In May 2018, Ireland voted to overturn its near-total ban on abortions—a long-awaited victory for women’s rights activists.
Originally published in UN Women’s flagship report Progress of the World’s Women 2019-2020: Families in a Changing World
Annie Hoey walked into the headquarters of Together For Yes in Dublin minutes before the exit poll in the Irish abortion referendumcame in on 25 May 2018. When she heard the result, she had to sit down. “There was laughing, screaming, crying, cheering,” says the former president of the Union of Students in Ireland and key Together For Yes campaigner.
Irish citizens had voted overwhelmingly to repeal the eighth amendment, the ban on abortion. With a 64.5 per cent turnout, 66.4 per cent of people voted Yes, while 33.6 per cent voted No.

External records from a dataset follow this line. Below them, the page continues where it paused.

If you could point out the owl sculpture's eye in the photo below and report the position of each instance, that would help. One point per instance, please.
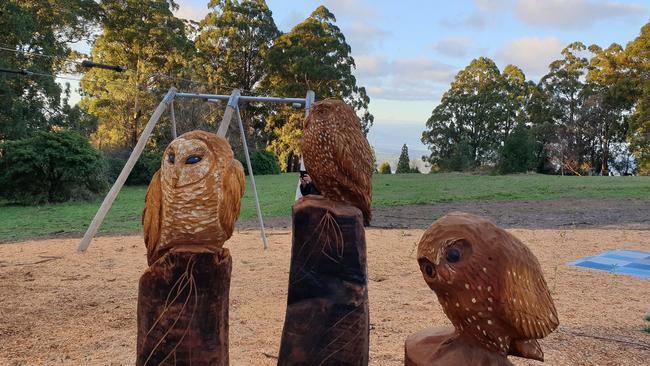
(193, 159)
(428, 269)
(453, 255)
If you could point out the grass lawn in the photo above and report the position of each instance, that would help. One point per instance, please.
(277, 193)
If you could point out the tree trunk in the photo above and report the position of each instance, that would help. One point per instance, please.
(183, 310)
(327, 319)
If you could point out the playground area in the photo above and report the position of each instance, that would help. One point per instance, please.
(64, 308)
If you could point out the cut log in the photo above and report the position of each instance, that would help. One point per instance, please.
(183, 309)
(326, 321)
(444, 347)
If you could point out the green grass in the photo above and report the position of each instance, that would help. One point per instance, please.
(277, 193)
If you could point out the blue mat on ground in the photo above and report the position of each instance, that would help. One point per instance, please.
(626, 262)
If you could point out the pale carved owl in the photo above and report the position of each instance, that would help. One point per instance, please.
(194, 198)
(337, 155)
(489, 284)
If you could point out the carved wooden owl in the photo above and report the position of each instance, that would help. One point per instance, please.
(337, 155)
(490, 285)
(194, 198)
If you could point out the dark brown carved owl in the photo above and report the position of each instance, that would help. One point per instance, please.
(490, 285)
(337, 155)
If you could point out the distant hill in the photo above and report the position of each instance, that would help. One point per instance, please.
(387, 137)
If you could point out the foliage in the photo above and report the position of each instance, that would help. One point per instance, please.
(518, 151)
(464, 129)
(403, 162)
(50, 167)
(263, 163)
(580, 113)
(154, 48)
(637, 60)
(33, 103)
(312, 56)
(146, 166)
(384, 168)
(286, 127)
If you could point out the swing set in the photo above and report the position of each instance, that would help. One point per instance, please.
(232, 109)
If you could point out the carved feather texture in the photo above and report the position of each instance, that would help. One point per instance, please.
(489, 284)
(337, 155)
(195, 197)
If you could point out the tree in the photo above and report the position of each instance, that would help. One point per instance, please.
(464, 129)
(516, 91)
(384, 168)
(611, 97)
(518, 151)
(30, 103)
(637, 73)
(313, 55)
(404, 161)
(232, 46)
(154, 47)
(50, 167)
(566, 89)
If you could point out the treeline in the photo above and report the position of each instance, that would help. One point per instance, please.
(237, 45)
(590, 113)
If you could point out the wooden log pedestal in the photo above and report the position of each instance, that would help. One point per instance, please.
(442, 347)
(327, 321)
(183, 309)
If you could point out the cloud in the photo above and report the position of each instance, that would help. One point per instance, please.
(354, 8)
(475, 20)
(492, 5)
(532, 54)
(453, 46)
(363, 36)
(404, 78)
(572, 14)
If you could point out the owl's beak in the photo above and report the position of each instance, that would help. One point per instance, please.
(174, 177)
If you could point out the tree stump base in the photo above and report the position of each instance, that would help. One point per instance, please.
(183, 309)
(443, 347)
(326, 321)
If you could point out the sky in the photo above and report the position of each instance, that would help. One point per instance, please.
(407, 52)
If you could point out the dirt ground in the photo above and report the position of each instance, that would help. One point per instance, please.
(58, 307)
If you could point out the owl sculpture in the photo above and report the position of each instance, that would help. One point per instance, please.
(489, 284)
(337, 155)
(194, 198)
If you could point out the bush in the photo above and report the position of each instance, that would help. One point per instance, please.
(384, 168)
(143, 169)
(50, 167)
(263, 163)
(517, 153)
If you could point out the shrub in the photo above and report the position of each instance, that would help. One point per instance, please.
(263, 163)
(384, 168)
(403, 162)
(143, 169)
(517, 153)
(50, 167)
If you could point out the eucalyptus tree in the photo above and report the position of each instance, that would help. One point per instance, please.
(313, 55)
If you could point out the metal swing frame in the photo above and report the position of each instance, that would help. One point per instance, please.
(232, 108)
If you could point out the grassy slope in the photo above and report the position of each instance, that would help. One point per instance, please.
(277, 192)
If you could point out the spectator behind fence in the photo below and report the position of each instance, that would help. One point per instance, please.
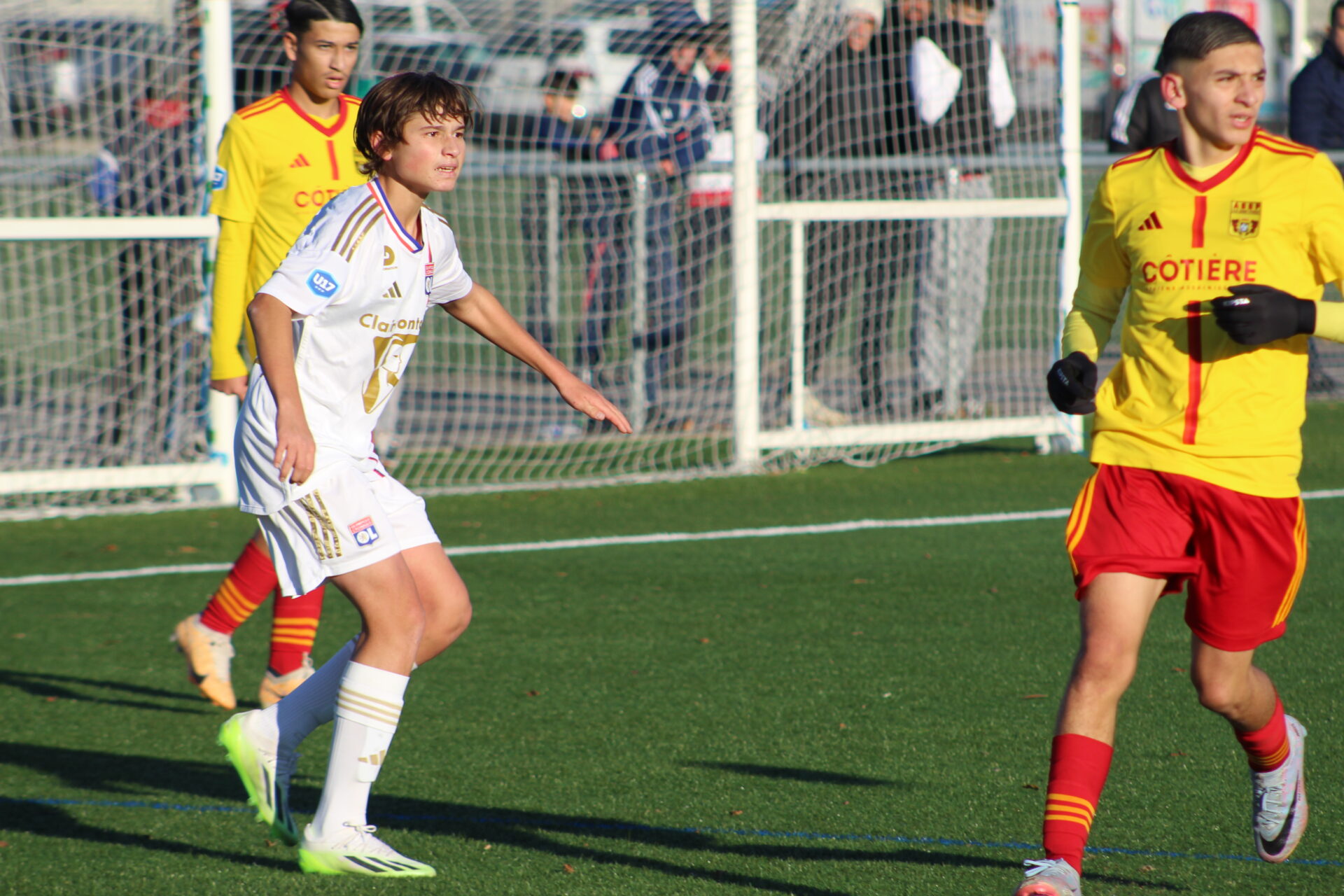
(965, 99)
(660, 118)
(1142, 118)
(1316, 118)
(1316, 97)
(708, 220)
(838, 112)
(590, 202)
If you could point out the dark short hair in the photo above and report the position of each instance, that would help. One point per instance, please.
(718, 36)
(566, 83)
(300, 15)
(1198, 34)
(396, 99)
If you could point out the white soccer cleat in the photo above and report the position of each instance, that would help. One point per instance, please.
(209, 657)
(265, 776)
(356, 852)
(1278, 801)
(1049, 878)
(273, 688)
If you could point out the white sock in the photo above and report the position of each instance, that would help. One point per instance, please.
(368, 711)
(311, 704)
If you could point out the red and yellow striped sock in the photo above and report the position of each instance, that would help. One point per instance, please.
(293, 629)
(1078, 769)
(241, 593)
(1268, 747)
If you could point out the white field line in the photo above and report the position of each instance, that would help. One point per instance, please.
(613, 540)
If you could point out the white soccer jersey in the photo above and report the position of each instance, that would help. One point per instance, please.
(359, 286)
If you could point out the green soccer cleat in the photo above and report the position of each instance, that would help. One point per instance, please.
(264, 774)
(356, 852)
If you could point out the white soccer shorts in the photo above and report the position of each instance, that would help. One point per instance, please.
(356, 516)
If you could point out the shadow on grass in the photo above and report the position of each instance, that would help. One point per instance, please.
(41, 684)
(58, 824)
(152, 782)
(784, 773)
(109, 773)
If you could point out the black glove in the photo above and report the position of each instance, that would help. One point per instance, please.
(1073, 384)
(1254, 315)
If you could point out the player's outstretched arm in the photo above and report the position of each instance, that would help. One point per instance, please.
(227, 370)
(1257, 314)
(484, 314)
(296, 451)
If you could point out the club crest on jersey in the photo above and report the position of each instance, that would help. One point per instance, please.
(323, 284)
(1245, 219)
(363, 531)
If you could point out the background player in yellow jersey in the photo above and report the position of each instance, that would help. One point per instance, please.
(280, 160)
(1196, 438)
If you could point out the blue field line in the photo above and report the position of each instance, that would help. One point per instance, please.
(568, 824)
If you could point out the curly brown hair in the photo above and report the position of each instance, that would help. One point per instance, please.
(397, 99)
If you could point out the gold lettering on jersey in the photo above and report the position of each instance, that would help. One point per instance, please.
(1200, 270)
(402, 326)
(390, 354)
(1245, 219)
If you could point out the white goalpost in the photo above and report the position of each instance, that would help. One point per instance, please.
(80, 71)
(701, 320)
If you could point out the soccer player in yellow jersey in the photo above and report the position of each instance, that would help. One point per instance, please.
(280, 160)
(1196, 438)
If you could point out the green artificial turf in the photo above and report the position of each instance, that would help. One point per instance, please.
(846, 713)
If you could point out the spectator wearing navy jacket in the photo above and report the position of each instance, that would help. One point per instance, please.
(660, 118)
(1316, 97)
(1316, 118)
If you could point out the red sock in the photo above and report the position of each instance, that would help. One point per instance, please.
(242, 592)
(1078, 769)
(1268, 747)
(293, 629)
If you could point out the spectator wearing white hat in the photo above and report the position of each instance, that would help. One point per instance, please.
(964, 97)
(832, 121)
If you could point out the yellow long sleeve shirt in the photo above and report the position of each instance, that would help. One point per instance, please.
(1184, 398)
(277, 167)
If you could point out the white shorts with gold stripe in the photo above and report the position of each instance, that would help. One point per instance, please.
(355, 516)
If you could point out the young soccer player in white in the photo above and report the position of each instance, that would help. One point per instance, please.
(335, 328)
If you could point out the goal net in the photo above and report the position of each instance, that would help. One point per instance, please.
(902, 295)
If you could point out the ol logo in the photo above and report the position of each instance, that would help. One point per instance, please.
(363, 531)
(323, 284)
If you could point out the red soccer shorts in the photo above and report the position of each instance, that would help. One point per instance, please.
(1243, 555)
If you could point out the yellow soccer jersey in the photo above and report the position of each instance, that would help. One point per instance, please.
(277, 167)
(1184, 398)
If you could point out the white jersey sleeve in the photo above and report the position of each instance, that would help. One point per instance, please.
(451, 279)
(312, 276)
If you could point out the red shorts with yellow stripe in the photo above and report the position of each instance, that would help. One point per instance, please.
(1243, 555)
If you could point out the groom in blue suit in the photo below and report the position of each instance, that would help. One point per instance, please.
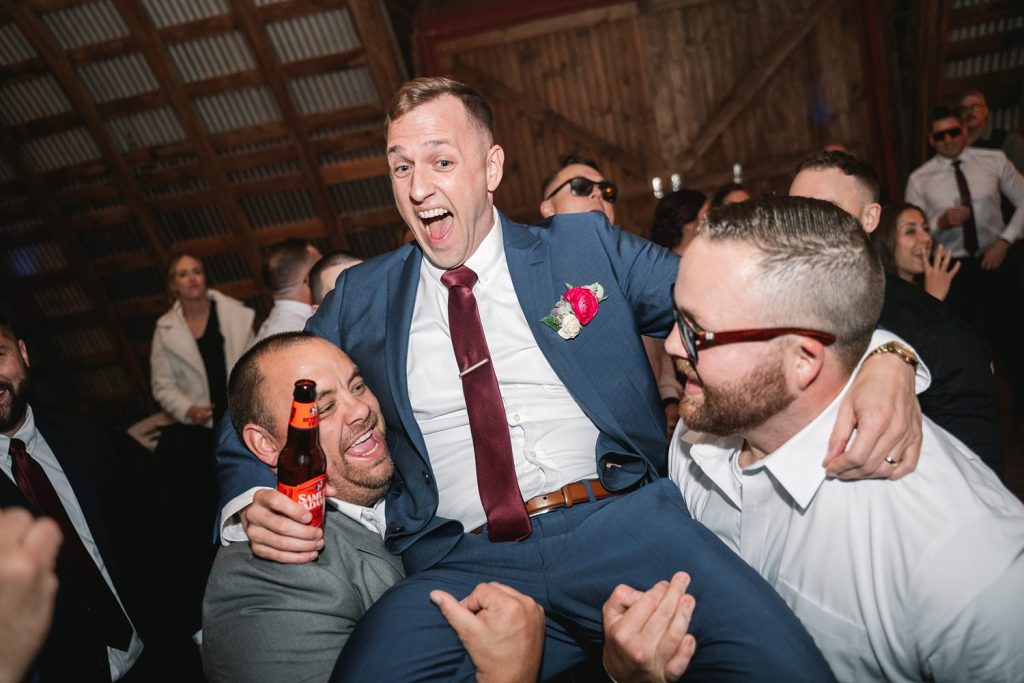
(586, 427)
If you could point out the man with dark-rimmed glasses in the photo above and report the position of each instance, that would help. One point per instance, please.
(776, 300)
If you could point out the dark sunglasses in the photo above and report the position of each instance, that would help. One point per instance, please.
(584, 186)
(951, 132)
(694, 340)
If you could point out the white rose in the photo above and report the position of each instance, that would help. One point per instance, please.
(570, 327)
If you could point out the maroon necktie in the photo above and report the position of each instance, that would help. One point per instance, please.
(507, 519)
(31, 478)
(970, 229)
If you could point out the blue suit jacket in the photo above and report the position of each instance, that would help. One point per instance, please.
(604, 369)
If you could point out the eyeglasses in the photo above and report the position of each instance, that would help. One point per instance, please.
(953, 133)
(584, 186)
(693, 340)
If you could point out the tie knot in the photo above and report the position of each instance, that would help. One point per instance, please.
(462, 275)
(17, 449)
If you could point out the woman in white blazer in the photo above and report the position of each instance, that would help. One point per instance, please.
(189, 380)
(195, 346)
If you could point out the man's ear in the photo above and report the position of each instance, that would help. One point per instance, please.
(808, 361)
(262, 443)
(496, 167)
(870, 216)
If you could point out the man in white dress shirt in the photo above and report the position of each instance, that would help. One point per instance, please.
(960, 189)
(921, 579)
(286, 271)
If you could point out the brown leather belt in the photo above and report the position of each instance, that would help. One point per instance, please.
(566, 497)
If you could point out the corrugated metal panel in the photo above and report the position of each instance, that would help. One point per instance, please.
(173, 188)
(276, 208)
(102, 383)
(86, 25)
(225, 267)
(238, 109)
(171, 12)
(337, 90)
(369, 195)
(313, 36)
(212, 56)
(339, 156)
(85, 208)
(31, 99)
(35, 259)
(73, 344)
(264, 172)
(118, 78)
(60, 150)
(61, 300)
(194, 223)
(13, 47)
(128, 285)
(145, 129)
(112, 241)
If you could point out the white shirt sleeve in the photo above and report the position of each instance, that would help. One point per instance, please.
(230, 521)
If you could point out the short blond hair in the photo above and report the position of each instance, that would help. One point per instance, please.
(422, 90)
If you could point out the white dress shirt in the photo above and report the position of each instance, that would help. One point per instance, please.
(553, 441)
(933, 187)
(39, 451)
(921, 579)
(287, 315)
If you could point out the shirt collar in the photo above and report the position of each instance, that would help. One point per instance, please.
(486, 258)
(27, 432)
(294, 306)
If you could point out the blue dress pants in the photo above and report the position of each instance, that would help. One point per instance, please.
(570, 564)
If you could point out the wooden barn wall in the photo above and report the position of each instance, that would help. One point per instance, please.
(660, 88)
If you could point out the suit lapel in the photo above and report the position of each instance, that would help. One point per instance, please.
(402, 284)
(538, 289)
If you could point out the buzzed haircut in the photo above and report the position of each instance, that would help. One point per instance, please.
(818, 269)
(285, 264)
(422, 90)
(317, 288)
(565, 162)
(846, 163)
(940, 113)
(245, 386)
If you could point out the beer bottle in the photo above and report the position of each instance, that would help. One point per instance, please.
(302, 466)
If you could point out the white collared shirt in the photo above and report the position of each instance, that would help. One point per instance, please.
(287, 315)
(553, 441)
(913, 580)
(933, 187)
(39, 451)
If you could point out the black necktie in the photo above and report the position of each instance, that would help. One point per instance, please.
(970, 229)
(31, 478)
(507, 519)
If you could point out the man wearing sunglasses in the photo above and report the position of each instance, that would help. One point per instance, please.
(918, 580)
(958, 189)
(576, 186)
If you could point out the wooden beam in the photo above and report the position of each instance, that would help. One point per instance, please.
(382, 52)
(750, 85)
(222, 193)
(252, 25)
(47, 49)
(585, 138)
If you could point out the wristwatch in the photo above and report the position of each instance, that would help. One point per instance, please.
(904, 352)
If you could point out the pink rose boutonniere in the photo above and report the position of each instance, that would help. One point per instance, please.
(578, 307)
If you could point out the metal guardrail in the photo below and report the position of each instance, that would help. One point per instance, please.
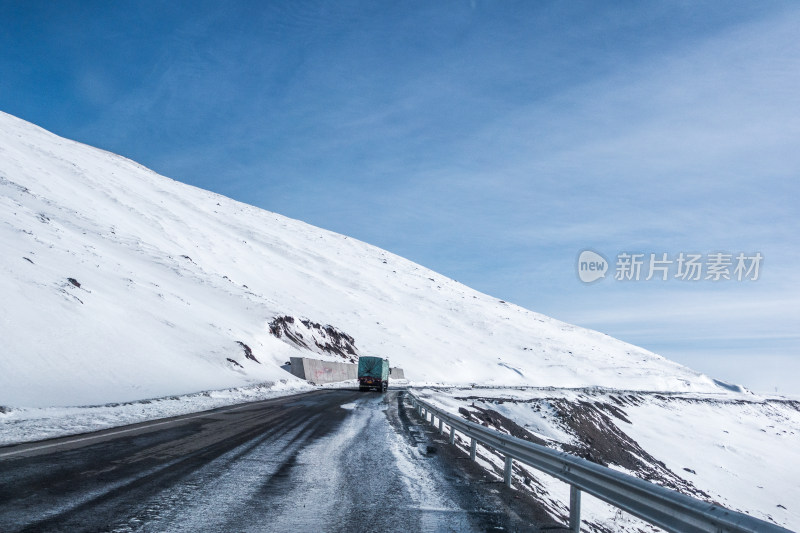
(662, 507)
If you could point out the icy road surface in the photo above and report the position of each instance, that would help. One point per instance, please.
(335, 460)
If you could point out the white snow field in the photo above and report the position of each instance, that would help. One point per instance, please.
(739, 450)
(172, 276)
(127, 296)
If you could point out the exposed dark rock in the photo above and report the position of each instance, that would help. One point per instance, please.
(248, 352)
(321, 338)
(493, 419)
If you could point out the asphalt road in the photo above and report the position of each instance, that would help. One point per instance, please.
(334, 460)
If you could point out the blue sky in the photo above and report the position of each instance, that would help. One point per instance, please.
(491, 141)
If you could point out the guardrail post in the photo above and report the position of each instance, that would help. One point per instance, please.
(574, 509)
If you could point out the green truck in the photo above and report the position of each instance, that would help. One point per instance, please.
(373, 373)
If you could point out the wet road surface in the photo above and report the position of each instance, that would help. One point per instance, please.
(334, 460)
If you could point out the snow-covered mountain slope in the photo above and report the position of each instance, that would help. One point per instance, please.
(741, 451)
(119, 284)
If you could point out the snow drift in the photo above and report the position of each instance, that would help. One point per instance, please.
(120, 284)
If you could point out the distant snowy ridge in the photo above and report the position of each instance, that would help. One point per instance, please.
(119, 284)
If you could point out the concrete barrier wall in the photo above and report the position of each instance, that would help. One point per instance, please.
(319, 371)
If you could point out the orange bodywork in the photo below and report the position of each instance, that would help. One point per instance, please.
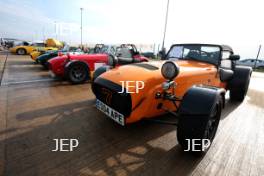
(144, 103)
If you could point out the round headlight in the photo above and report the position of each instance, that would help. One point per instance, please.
(169, 70)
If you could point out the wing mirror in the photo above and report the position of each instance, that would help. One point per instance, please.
(234, 57)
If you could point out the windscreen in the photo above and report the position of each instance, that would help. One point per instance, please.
(203, 53)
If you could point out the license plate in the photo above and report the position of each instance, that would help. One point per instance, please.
(51, 74)
(113, 114)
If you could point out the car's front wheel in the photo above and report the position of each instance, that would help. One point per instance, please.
(21, 51)
(77, 72)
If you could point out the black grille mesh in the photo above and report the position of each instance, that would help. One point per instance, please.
(107, 92)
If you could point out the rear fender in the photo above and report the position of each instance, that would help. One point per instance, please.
(200, 100)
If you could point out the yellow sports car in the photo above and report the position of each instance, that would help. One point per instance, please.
(37, 53)
(50, 44)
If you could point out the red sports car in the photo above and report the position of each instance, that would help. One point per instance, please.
(79, 68)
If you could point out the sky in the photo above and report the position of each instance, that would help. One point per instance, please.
(238, 23)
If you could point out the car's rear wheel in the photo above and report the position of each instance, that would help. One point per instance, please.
(21, 51)
(238, 85)
(77, 72)
(195, 134)
(198, 123)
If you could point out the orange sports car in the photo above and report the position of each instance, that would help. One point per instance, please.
(190, 82)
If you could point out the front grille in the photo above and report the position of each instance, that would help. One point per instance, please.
(107, 92)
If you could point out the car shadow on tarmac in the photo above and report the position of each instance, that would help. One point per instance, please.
(105, 148)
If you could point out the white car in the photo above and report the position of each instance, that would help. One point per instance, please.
(251, 63)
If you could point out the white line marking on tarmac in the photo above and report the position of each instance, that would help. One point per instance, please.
(29, 81)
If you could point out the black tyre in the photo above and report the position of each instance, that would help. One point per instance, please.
(77, 72)
(238, 85)
(196, 131)
(98, 72)
(21, 51)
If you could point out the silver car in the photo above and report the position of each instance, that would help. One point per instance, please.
(251, 63)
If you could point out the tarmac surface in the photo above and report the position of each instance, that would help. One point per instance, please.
(35, 109)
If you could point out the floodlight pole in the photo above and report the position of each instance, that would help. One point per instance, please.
(257, 57)
(81, 24)
(165, 27)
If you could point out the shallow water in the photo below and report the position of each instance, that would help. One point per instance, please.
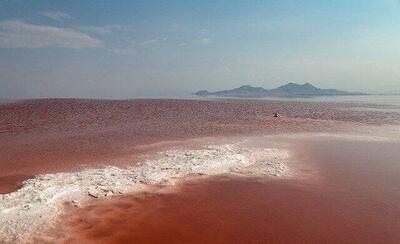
(354, 197)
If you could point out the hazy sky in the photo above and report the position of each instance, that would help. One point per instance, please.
(129, 48)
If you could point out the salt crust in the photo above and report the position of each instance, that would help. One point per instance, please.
(32, 209)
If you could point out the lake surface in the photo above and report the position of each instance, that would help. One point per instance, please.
(352, 195)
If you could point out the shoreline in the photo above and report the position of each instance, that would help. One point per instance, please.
(40, 198)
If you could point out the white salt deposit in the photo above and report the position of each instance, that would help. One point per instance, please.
(32, 209)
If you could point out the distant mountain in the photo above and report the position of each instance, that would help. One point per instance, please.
(288, 90)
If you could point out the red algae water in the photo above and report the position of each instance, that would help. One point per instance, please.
(353, 198)
(349, 190)
(52, 135)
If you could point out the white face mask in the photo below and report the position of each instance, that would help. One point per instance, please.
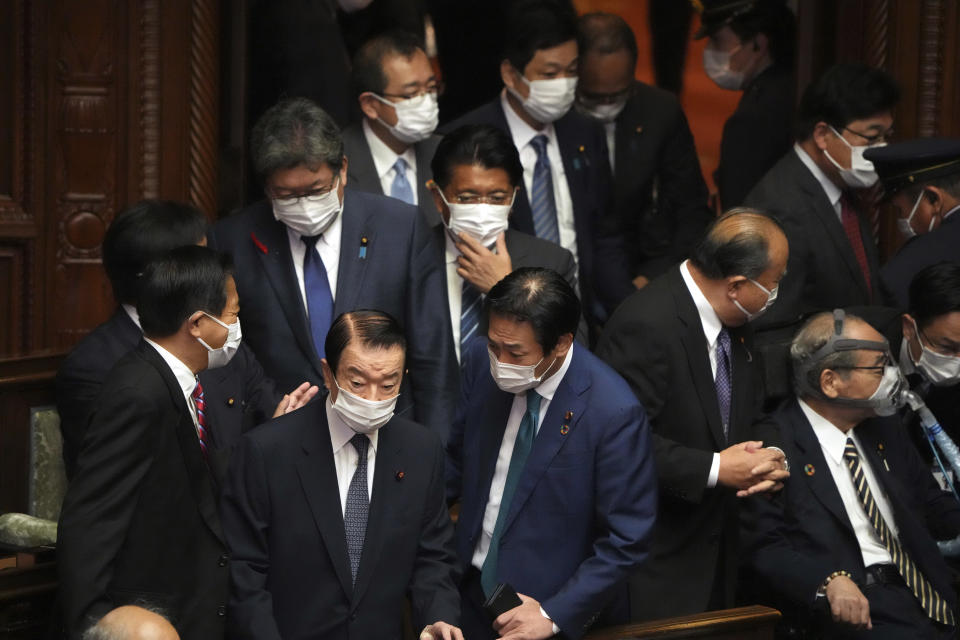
(482, 222)
(861, 174)
(716, 64)
(417, 118)
(771, 298)
(362, 415)
(309, 215)
(514, 378)
(220, 357)
(549, 100)
(942, 370)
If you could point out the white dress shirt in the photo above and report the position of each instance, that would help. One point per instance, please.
(328, 246)
(384, 159)
(185, 378)
(833, 441)
(546, 390)
(711, 330)
(522, 135)
(832, 191)
(345, 457)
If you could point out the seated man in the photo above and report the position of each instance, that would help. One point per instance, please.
(552, 461)
(336, 512)
(477, 174)
(849, 543)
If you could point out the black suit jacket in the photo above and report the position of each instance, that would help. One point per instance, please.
(284, 522)
(604, 274)
(239, 396)
(940, 245)
(803, 534)
(653, 149)
(398, 274)
(139, 520)
(655, 340)
(362, 173)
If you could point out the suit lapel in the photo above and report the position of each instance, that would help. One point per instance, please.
(318, 478)
(357, 233)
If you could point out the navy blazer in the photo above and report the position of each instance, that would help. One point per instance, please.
(802, 534)
(387, 262)
(284, 522)
(580, 520)
(604, 272)
(238, 396)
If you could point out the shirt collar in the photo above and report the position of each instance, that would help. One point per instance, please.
(708, 316)
(833, 191)
(383, 156)
(186, 378)
(832, 440)
(341, 433)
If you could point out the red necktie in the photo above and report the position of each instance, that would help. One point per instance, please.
(851, 225)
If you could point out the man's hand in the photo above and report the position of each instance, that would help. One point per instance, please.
(848, 604)
(481, 267)
(524, 622)
(296, 399)
(441, 631)
(751, 469)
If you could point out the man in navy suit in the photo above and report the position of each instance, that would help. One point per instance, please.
(566, 195)
(312, 251)
(551, 459)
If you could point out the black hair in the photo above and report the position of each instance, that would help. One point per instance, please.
(142, 232)
(374, 329)
(935, 291)
(746, 252)
(539, 296)
(844, 93)
(533, 25)
(368, 72)
(605, 33)
(476, 144)
(178, 284)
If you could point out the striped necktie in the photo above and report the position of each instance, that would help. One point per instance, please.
(934, 605)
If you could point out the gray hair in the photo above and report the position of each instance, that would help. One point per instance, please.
(292, 133)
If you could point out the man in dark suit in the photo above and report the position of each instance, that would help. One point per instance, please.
(477, 174)
(551, 459)
(751, 49)
(336, 512)
(815, 191)
(239, 395)
(313, 251)
(390, 150)
(848, 546)
(139, 523)
(684, 346)
(660, 198)
(566, 193)
(922, 180)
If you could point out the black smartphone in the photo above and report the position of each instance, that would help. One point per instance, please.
(503, 598)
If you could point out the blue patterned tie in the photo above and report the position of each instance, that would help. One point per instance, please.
(400, 189)
(358, 505)
(470, 300)
(722, 381)
(542, 202)
(521, 451)
(319, 299)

“The campaign was not led by one group or directed at one group, and that was really important,” says Hoey. “There were heartbreaking stories about the effect of the eighth amendment in every walk of life.”
When launching Together for Yes, youth activists teamed up with veterans who had fought the bitter 1983 referendum that had cemented Ireland’s effective ban on abortion. Back then, some of those campaigners— including Ailbhe Smyth, the co-chair of the Together for Yes campaign— had been publicly denounced for their participation.
Yet, in the intervening decades, the political and social landscape of Ireland changed and its restrictive abortion laws came under increasing international pressure, both from a 2010 European Court of Human Rights (ECHR) ruling and criticism from the UN Committee on the Elimination of Discrimination against Women (UN CEDAW).
Then, in 2012, 31-year-old dentist Savita Halappanavar died in a Galway hospital after being refused an abortion during a miscarriage. “There was a spontaneous outpouring of sadness and rage,” says Smyth.
After this tragedy, a key strategy for activists pushing to overturn Ireland’s restrictive abortion laws was breaking the silence and enabling people to tell their stories.
“The most powerful and compelling way to help people understand the urgency of this was to have a woman saying: this is what happened to me,” Smyth says. Storytelling projects—such as In Her Shoes—were launched throughout the country. “Compassion was one of our key messages,” says Smyth. “This wasn’t about whether you would have an abortion, or if you approved of abortion, but were you going to stand in the way of a woman that needed one?”
Irish politician Clare Daly from Independents 4 Change says the tone of the campaign was also key. With 78.3 per cent of the Irish population identifying as Catholic, helping people reconcile their religion with a desire for reproductive rights also played an important role. “It was about positive togetherness. If the opposite side is shouting, be rational and compassionate. Talk about real women,” says Daly.
Jon O’Brien, the president of Catholics for Choice, says the result in Ireland has given an injection of hope to other Catholic countries, such as Argentina, fighting for similar rights. “That this Catholic country, this jewel in the crown, could vote with compassion, that gives hope to Catholic and non-Catholic countries.”
Annie Hoey says that the success of the Together for Yes campaign must now act as a launch pad for further campaigning.
Migrant women, trans people, rural communities— we need to make sure everyone who needs access to abortion will get it,” says Hoey, “both in Ireland and around the world.